Cell-mediated immunity and development of necrotic granulomas in Mycobacterium bovis (M. bovis) infected lymph node (LN) is pathognomonic for bovine tuberculosis (BTB). This delayed hypersensitive host response involves a complex interaction of cellular and immune mediators within systemic circulation and LN. Hence, tuberculosis immunological response should be independently investigated at the peripheral blood and LN tissue level. The objective of this study was, therefore, to compare the cell surface and cytokine expression between immune cell from peripheral blood and lymph node cells (LNC) from calves on BCG efficacy trial.

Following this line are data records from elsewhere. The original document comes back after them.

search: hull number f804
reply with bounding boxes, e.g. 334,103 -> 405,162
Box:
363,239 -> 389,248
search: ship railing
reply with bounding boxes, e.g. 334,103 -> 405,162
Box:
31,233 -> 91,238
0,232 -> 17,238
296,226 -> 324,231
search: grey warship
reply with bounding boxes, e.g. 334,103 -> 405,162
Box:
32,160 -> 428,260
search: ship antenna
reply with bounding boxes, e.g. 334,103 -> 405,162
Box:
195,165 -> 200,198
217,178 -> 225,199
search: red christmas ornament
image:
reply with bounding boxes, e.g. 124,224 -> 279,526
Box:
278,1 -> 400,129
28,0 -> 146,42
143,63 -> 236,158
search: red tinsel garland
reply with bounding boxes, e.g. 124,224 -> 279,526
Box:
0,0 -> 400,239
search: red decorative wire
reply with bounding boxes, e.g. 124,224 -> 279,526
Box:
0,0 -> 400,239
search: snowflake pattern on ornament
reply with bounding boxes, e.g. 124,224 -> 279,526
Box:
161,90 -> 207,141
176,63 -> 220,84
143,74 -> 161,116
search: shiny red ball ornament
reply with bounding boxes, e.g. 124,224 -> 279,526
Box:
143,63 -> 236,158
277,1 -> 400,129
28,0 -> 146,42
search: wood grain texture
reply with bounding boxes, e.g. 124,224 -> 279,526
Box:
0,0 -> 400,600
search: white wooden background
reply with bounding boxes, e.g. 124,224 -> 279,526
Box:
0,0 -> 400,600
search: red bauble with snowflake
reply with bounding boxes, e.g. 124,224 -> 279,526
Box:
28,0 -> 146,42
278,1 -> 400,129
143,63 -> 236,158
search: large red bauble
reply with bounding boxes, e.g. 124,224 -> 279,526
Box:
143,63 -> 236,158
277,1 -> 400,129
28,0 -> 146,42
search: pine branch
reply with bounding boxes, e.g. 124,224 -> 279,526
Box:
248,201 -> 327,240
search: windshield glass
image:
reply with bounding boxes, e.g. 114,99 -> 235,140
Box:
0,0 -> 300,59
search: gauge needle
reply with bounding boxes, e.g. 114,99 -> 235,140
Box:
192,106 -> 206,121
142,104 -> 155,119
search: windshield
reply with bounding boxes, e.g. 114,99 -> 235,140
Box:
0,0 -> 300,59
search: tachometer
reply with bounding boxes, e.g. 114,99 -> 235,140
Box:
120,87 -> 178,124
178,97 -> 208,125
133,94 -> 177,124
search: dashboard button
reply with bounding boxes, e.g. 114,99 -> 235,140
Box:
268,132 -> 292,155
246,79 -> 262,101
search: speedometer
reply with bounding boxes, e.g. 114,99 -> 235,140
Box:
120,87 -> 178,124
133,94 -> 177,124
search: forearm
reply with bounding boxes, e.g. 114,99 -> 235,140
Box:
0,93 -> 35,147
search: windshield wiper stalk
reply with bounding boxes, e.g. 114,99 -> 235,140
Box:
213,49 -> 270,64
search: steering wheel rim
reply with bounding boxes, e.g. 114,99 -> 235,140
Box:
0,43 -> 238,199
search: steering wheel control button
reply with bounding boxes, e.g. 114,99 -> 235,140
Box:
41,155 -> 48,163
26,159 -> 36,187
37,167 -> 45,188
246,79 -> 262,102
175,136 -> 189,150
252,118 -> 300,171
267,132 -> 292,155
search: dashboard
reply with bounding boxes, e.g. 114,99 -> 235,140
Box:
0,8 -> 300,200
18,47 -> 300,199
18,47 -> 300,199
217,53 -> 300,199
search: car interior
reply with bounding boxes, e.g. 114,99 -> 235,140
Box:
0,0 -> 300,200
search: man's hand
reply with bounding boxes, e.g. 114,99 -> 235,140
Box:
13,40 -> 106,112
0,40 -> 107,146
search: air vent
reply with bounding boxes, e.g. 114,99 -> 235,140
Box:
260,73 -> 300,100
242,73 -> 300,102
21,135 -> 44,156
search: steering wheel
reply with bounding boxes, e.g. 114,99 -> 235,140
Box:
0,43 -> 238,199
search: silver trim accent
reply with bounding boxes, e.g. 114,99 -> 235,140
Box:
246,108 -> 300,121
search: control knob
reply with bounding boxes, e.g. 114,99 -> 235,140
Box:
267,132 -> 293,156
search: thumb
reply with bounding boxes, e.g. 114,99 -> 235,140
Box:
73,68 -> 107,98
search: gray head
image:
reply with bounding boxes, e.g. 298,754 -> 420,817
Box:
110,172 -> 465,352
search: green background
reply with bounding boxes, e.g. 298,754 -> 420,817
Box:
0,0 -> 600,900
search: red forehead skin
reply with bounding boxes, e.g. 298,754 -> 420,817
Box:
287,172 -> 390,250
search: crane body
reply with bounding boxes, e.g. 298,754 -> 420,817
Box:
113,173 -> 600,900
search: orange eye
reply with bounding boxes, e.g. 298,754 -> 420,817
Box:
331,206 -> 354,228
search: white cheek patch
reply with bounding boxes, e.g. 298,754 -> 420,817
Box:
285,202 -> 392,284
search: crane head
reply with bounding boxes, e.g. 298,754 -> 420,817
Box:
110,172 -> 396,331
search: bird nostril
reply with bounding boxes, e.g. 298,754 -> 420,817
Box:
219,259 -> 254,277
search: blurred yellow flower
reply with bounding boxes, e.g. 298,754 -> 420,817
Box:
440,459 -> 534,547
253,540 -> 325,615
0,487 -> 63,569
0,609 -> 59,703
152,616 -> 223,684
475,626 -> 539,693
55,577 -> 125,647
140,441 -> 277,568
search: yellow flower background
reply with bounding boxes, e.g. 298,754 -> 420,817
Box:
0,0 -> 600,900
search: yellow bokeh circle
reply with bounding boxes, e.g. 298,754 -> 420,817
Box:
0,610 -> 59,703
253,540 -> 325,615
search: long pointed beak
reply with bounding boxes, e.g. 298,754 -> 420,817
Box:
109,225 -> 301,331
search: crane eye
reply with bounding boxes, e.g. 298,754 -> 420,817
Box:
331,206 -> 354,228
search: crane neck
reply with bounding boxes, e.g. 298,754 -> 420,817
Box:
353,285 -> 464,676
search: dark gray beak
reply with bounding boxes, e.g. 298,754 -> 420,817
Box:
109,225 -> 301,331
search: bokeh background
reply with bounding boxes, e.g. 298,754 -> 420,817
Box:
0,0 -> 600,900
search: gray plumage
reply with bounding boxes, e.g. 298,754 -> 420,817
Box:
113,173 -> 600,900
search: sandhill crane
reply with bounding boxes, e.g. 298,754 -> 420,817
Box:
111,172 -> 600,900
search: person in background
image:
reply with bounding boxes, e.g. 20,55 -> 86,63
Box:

Twenty pairs of peripheral blood mononuclear cells (PBMC) and) LNC from M. bovis naturally infected calves during BCG vaccine experiment trial were isolated and investigated in two phases of the flowcytometry experiment. In the first phase of a flow-cytometry experiment the proportion of ex-vivo CD25+ expressing cells was significantly higher (P<0.05) in CD4+ and CD8+ T node than that of peripheral blood. However, such difference in CD25+ expression was not observed in WC1 γδ T cells. Contrary to CD25+ ex-vivo expression, in-vitro IFN-γ and TNF-α producing cells were greater (P<0.05) in T cells of the peripheral blood than T cells of lymph node after PMA + ionomycin stimulation. This difference in IFNγ and TNFα responses was also statistically significant between a vaccinated and non-vaccinated group. An IL-4 producing cell was not evident in PBMC and LNC. During the second phase of flow-cytometry experiment additional surface marker; CD2, CD21, CD205, CD335 and CD1W2 were included to add more panels for immune cell subset. The second experiment revealed that PBMC CD4–WC1+ and CD8–WC1+ γδ T cells and CD205+D1W2+ DC subset exhibited lower percentage than γδ T cells and DC of LNC respectively (p=0.0001, p=0.0061). However, PBMC CD335+CD2+ NKT cells subset exhibited a higher percentage than NKT cells of LNC (p=0.0129). No difference was observed between groups in the percentage of the rest of T-cell and B-cell (p>0.05). Findings of this study suggest the existence of phenotypic immune compartmentalization between the two tissue compartments.